Rosalynn Carmen, The president of Asian Heritage Society, took the cumulative experience of simultaneously producing four radio shows and channeled it into co-founding the first English language pan-Asian publication in Southern California – ASIA, The Journal of Culture & Commerce. Under her leadership, the publication, beginning in 2002, was the first Asian American publication in California to report on the Asian American community of San Diego and its achievers and received more honors than any other ethnic-centric publication in San Diego, including awards in photography and design.
The Asian Heritage Awards, which she co-founded in 2004, has been recognized by the White House, U.S. Congress, the California Legislature, San Diego County and the San Diego City Council as an important force in bringing together the diverse ethnicities that make up the Asian and Asian American communities of San Diego.

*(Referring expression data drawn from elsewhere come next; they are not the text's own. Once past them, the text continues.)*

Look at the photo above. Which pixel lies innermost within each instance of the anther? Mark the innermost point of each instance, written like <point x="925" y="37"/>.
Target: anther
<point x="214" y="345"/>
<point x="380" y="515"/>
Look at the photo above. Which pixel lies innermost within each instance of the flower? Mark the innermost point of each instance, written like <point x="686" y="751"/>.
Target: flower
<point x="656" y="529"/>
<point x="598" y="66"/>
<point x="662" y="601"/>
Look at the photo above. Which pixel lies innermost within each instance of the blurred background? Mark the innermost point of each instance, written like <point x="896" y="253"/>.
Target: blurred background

Her vision for The Asian Heritage Society, which she co-founded with Leonard Novarro, has been a tool for a collaborative gathering of Asian-American talent to benefit all society. For their efforts in bringing together the Asian American community of San Diego, Ms. Carmen and Mr. Novarro were honored by the City of San Diego with its Human Relations Commission’s Diversity in the Media Award, the only Asian American organization so honored.

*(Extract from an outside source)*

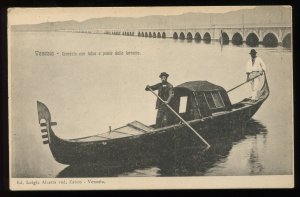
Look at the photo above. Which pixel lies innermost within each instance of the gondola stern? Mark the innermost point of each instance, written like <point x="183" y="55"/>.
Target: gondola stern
<point x="44" y="119"/>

In 2011, she created the BOOST-STEM mentorship program as a vehicle to inspire middle school girls to careers in science and technology and how they may combine that with entrepreneurial skills as they prepare for the future in a fast-changing global landscape.
Rosalynn Carmen has held the belief that America as the best place to create, innovate and do business. It was this belief that inspired her to create Make It In America, a gathering of innovators and entrepreneurs from San Diego and overseas to collaborate on creating new jobs to match growing technological change.
“For 200 years America has taught the world how to build things and build them cheaper. We can wait for the standard of living and incomes in these countries to rise so that it’s less expensive to do it here again, or we can evolve to the next stage by building a platform that combines the diligence and tenacity of Asia and the freedom and creativity of America. That’s the paradigm shift we need.”
Leonard Novarro is an award-winning journalist, editor, media consultant and twice Pulitzer Prize nominee. Before co-founding ASIA, the Journal of Culture & Commerce, with partner Rosalynn Carmen in 2002, Mr. Novarro covered the Asian community in San Diego for Asia Inc., Asia Times and several other media outlets in Asia and served as a correspondent for Reuters News Service reporting on San Diego and northern Mexico. Recognizing the emergence and rapidly growing strength of the Asian and Pacific Islander community, Mr. Novarro designed and produced the first newspaper of its kind serving the Asian American community in English.
Mr. Novarro and Ms. Carmen began publishing ASIA as a community newspaper every two weeks in June 2002. In less than two years, the newspaper grew from 2,000 to 20,000 in circulation and by 2007 was producing a second edition of 40,000 copies twice a month exclusively for Los Angeles.
In writing about the achievement of Asian and Pacific Islander Americans, Mr. Novarro and Ms. Carmen developed an additional venue to recognize such accomplishment and in 2004 created the annual Asian Heritage Awards, founding the Asian Heritage Society to produce the annual event, now in its twelfth year. Prior to co-founding the publication ASIA, Mr. Novarro served as features editor of the San Diego Tribune, where he introduced a series entitled “Faces of San Diego,” about the variety of cultures making up the San Diego mosaic. The series went on to win a National Institute of Human Relations Award sponsored by the National Conference of Christians and Jews.
Prior to moving to San Diego, Mr. Novarro was nominated for a Pulitzer Prize as part of an Orlando Sentinel team uncovering disgraceful conditions of migrant farm workers in Central Florida. Later, as an investigative reporter for the Memphis Press-Scimitar, Mr. Novarro wrote about the effects of chemical contamination on poor minority communities, which led to congressional hearings chaired by then Tennessee Congressman Al Gore.
Together, they exposed attempts to cover up the problem by several state agencies. Mr. Novarro’s more than 100 stories over a year and a half earned him the prestigious John J. Finney Award for public service and investigative reporting. He is also recipient of a California Endowment Health Journalism Fellowship from USC’s Annenberg School of Communication and served as a writing and editing instructor at San Diego State University.